Asked to clarify Booker’s position, a spokesperson listed six different bills that the New Jersey senator has co-sponsored, ranging from Sanders’s bill to creating a public option on the ObamaCare exchanges to letting employers and individuals buy into Medicare if they choose.
The spokesperson did not say which one Booker prefers or would prioritize if he were elected president.
Former Rep. Beto O’Rourke (D-Texas), another possible candidate who energized Democrats last year during his ultimately unsuccessful Senate bid, is also walking a fine line. He called for a single-payer system in a 2017 Facebook post, but his Senate campaign website the following year was less firm, calling for “achieving universal healthcare coverage — whether it be through a single payer system, a dual system, or otherwise.”
Sen. Kirsten Gillibrand (D-N.Y.), another White House hopeful, said in a statement to The Hill that she supports a single-payer system and Sanders’s bill and wants to have a transition period where anyone could buy into Medicare.
“We must offer Medicare for all,” she said on Wednesday.
Some Democrats who have not expressed any White House ambitions say it’s not a problem that they have several competing ideas at this stage.
“I’ve signed on for Medicare for all. Bernie has signed on for the Medicaid public option,” said Sen. Brian Schatz (D-Hawaii), referring to his bill that would allow people to buy into Medicaid. “I think the idea is we’ve got lots of paths when it comes to health care and we should just have a hearing.”
Getting any of the Democratic plans on health care over the finish line will likely prove challenging. Democrats would have to win back the Senate, as well as the White House, to give their proposals a chance of passing, assuming they keep control of the House.

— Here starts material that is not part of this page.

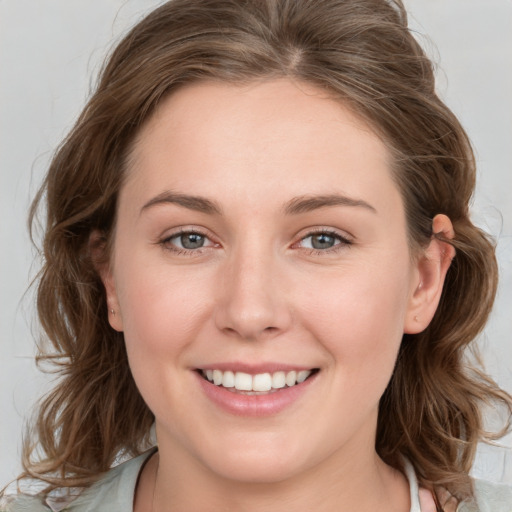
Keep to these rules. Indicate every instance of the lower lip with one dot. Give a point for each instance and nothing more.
(254, 405)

Even then, Democrats might have to abolish the filibuster rule in the Senate, a significant step many in the party do not want to take, in order to prevent their bills from being blocked by a Republican minority.
A Democratic president could also choose to spend their time and political capital prioritizing a different policy area, like combating climate change.

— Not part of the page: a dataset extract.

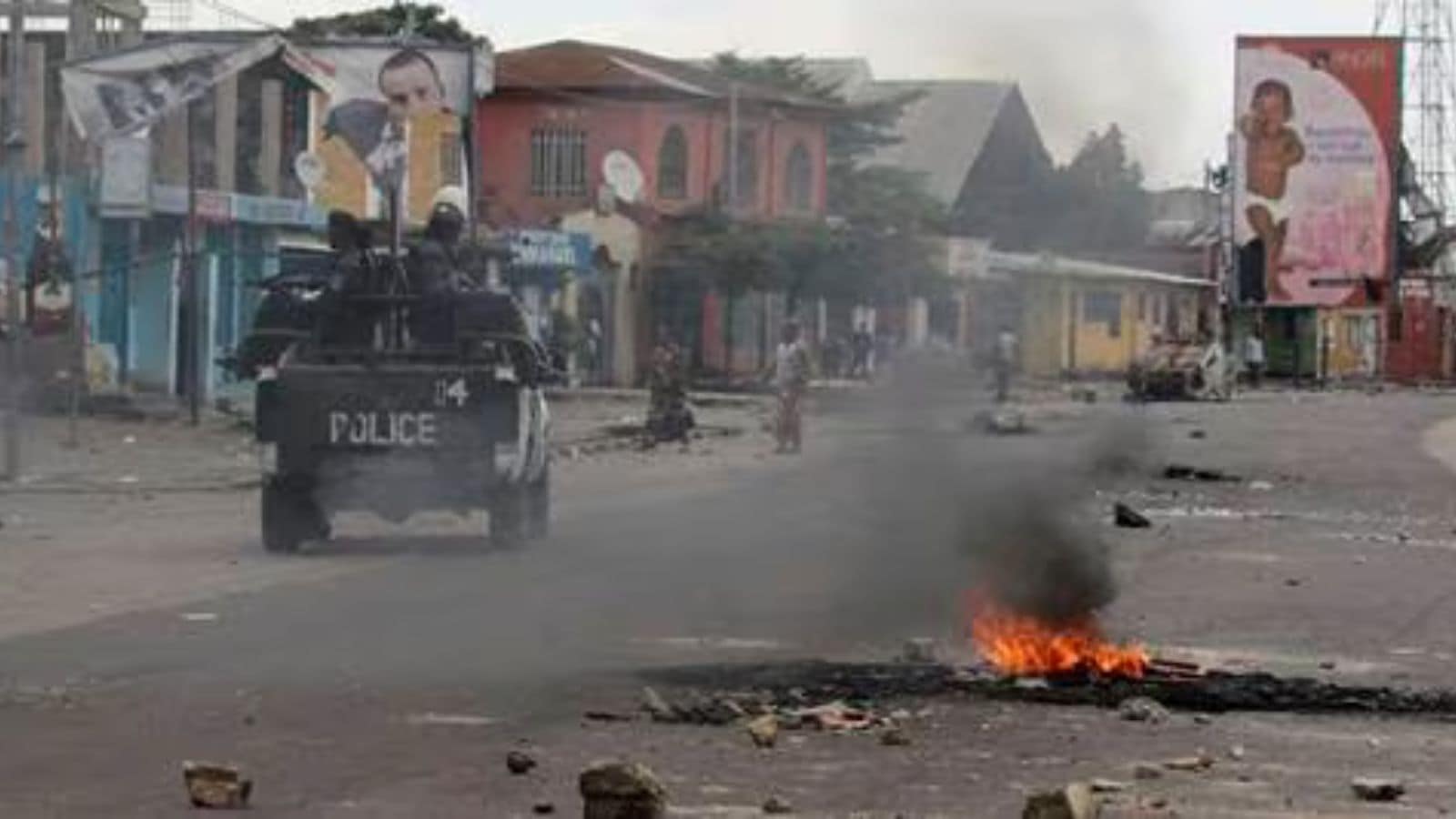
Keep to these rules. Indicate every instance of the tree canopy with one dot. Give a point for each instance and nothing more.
(871, 248)
(1097, 200)
(426, 21)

Brown, for his part, is laying the groundwork for a potential run by touting his populism and connection to the working class, and in doing so he has pushed back on the migration toward Medicare for all that’s more commonplace among the other Democratic contenders.
The smaller step of letting people buy into Medicare at age 55, Brown said during a visit to Iowa last week, is “about helping people now,” and it “might be able to get through Congress.”
“I’m going to talk about what’s practical and we can make happen,” Brown said. “If that makes me different from the other candidates, then so be it.”
At the other end of the Democrats’ political spectrum, Sanders dismissed the idea of taking incremental steps.
“Clearly, if we want a health care system which guarantees health care for all people, and if you want to do it in a cost-effective way, the solution is a Medicare for all, single-payer program,” Sanders told The Hill on Monday.
Asked if he thought some Democrats were worried about pushback for embracing his call to eliminate almost all private insurance coverage, Sanders said, “I think you should talk to some Democrats.”
“But let me just say this: There is a reason why the United States is the only major country on earth not to guarantee health care for all,” he added. “My guess is that as we continue to make progress in Medicare for all, you will see the drug companies and the insurance companies spending many, many hundreds of millions of dollars in opposition.”